The Museum of the Great Wall
Quick Link to Gubei Watertown and Simatai (8 watchtowers inside the Watertown) group tour for one day
UPDATE (June 18, 2010)
It has been brought to our attention that some tour companies and travel books are claiming that the Simatai Great Wall is still open for hiking. However, in order to avoid any disappointment or wasted money and time, please be advised that THE SIMATAI GREAT WALL HAS BEEN PERMANENTLY CLOSED TO HIKERS, AND ANY ORGANIZATIONS CLAIMING OTHERWISE ARE DELIBERATELY MISLEADING YOU. We are posting this because we want you to know the whole truth, that way you can make an informed decision on your travel plans based on all of the available information. Thank you for your continued patience and understanding!
Simatai section of the Great Wall is closed for renovation from June 17, 2010. This is a very short notice from Miyun Government and Simatai Authority regarding the repair and renovation. Recently, from our internal source with the company who has been doing construction in Simatai, we were told the Simatai Section of the Great Wall will reopen in October 2014. However, we found from our inspection that Simatai will get closed from being accessible from Jinshanling. Our hiking cannot be resumed. And, opening only 8 watch tower is meaningless for a hike and you will NOT experience what Simatai should be experienced at all.
If you are still interested in visiting today's Simatai for eight watchtowers, we have daily group tour to Gubeik Watertown and Simatai. Please email us for more information.
The Great Wall at Simatai retains its original appearance in the Ming Dynasty (1368 - 1644). With its fantastic scenery and precipitous topography, Simatai Great Wall is a remarkable place for sightseeing, hiking and exploration.
Simatai Great Wall is 5.4 km long (3.4 miles) with all together 35 watchtowers. On the east part of Simatai, the elevation goes abruptly up from 295 meters (968 ft) to 986 meters (3235 ft), making a breathtaking scene.
Simatai Great Wall was built along the steep mountain ridges, with Heavenly Ladder and Sky Bridge being the most thrilling parts. Heavenly Ladder is a steep and narrow (about 50cm/1.64ft at its narrowest point) wall that go up 85 degrees to the mountain peak, with cliffs on both sides. At its end is the Sky Bridge, which is not more than 100 meters (328 ft) long, but only 40 cm (1.3 ft) wide. When this part was being constructed, bricks were bundled on goats’ back to the mountaintop.
Visitors can admire Simatai Great Wall by ropeway, pulley, or boat. Simatai Great Wall is separated into two parts by Simatai Reservoir, over which a chain bridge runs through east to west. Another popular way is hiking. A popular hike is to traverse from Jinshanling to Simatai, which takes about 4 hours.

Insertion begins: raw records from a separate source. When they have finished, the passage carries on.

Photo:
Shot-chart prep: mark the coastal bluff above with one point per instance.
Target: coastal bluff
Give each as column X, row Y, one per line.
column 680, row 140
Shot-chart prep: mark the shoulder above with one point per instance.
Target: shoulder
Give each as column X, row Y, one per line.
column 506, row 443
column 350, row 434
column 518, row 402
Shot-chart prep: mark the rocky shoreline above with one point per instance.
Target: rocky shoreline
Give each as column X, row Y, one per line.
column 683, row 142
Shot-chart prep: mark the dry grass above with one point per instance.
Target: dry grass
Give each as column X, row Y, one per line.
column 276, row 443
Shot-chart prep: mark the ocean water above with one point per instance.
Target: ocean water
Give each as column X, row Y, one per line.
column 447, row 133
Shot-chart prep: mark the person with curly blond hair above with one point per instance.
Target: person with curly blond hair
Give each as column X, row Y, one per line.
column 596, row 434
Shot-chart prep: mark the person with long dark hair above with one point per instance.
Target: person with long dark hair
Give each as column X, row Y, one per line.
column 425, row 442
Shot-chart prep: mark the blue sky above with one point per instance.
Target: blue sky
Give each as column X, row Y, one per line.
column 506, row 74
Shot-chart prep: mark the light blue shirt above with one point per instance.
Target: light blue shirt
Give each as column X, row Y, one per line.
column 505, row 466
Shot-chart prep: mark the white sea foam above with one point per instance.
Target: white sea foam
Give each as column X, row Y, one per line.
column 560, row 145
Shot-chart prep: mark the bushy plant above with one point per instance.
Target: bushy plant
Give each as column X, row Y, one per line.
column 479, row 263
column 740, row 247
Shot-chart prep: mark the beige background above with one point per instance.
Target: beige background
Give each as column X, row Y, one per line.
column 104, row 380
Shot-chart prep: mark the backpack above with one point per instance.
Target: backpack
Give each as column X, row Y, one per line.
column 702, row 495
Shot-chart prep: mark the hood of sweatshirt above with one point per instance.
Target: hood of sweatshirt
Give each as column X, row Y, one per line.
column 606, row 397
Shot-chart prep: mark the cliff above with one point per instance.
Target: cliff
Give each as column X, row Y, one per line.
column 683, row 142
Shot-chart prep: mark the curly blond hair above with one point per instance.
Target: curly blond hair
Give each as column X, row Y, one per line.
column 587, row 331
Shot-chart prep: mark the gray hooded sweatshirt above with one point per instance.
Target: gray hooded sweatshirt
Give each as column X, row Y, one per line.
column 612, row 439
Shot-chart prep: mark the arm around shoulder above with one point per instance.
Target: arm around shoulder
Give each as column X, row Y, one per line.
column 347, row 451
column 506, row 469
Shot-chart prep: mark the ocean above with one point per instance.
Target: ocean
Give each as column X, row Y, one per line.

The average distance between two watchtowers is 100 – 200 meters (328 – 656 ft), with the nearest two only 44 meters (144 ft) from each other. This is very dense because the average distance is 500 meters (0.3 mile) for the Ming Dynasty Great Wall’s watchtowers.
What is interesting along Simatai is that, visitors can find a section laid with bricks carrying inscriptions that recorded the date on which they were made, and the code number of the armies who made them.
History of the Simatai Great Wall:
Its construction started in the early Hongwu years (1368-1398) of the Ming Dynasty. Like most sections of the Ming Dynasty Great Wall often visited today, this section was also built under the supervision of General Qi Jiguang (1528 - 1588).
Simatai Travel Essentials
Simatai is located about 120 km (75 miles) northeast of Beijing (a 2 hour 30 minute journey from the city center). Great Wall Adventure Club uses high-quality air-conditioned private transport to take the hassle out of getting to the wall.
The steps of the Great Wall at Simatai are rather steep and at some points very narrow. Hikers need to be in good physical condition to complete this hike. However, there are options such as pulleys or ropeways to avoid trek up to the wall.
What to Wear:
Dress for hiking and dress for the weather. Choose comfortable footwear with good grip and support for the feet. Layers of clothes that can be taken on and off allow for greater comfort and temperature control.
Wear/bring sun protection in the summer and dress for sub zero temperatures in the winter. It can feel much colder on the wall than down in the valleys because of altitude and exposure.
What to Bring:
Bring breathable waterproofs for protection from rain and wind. Umbrellas may be used here as the ascents and descents are not difficult, but may be inconvenient in strong winds. Bring snacks and water if you want to walk a long portion of the wall.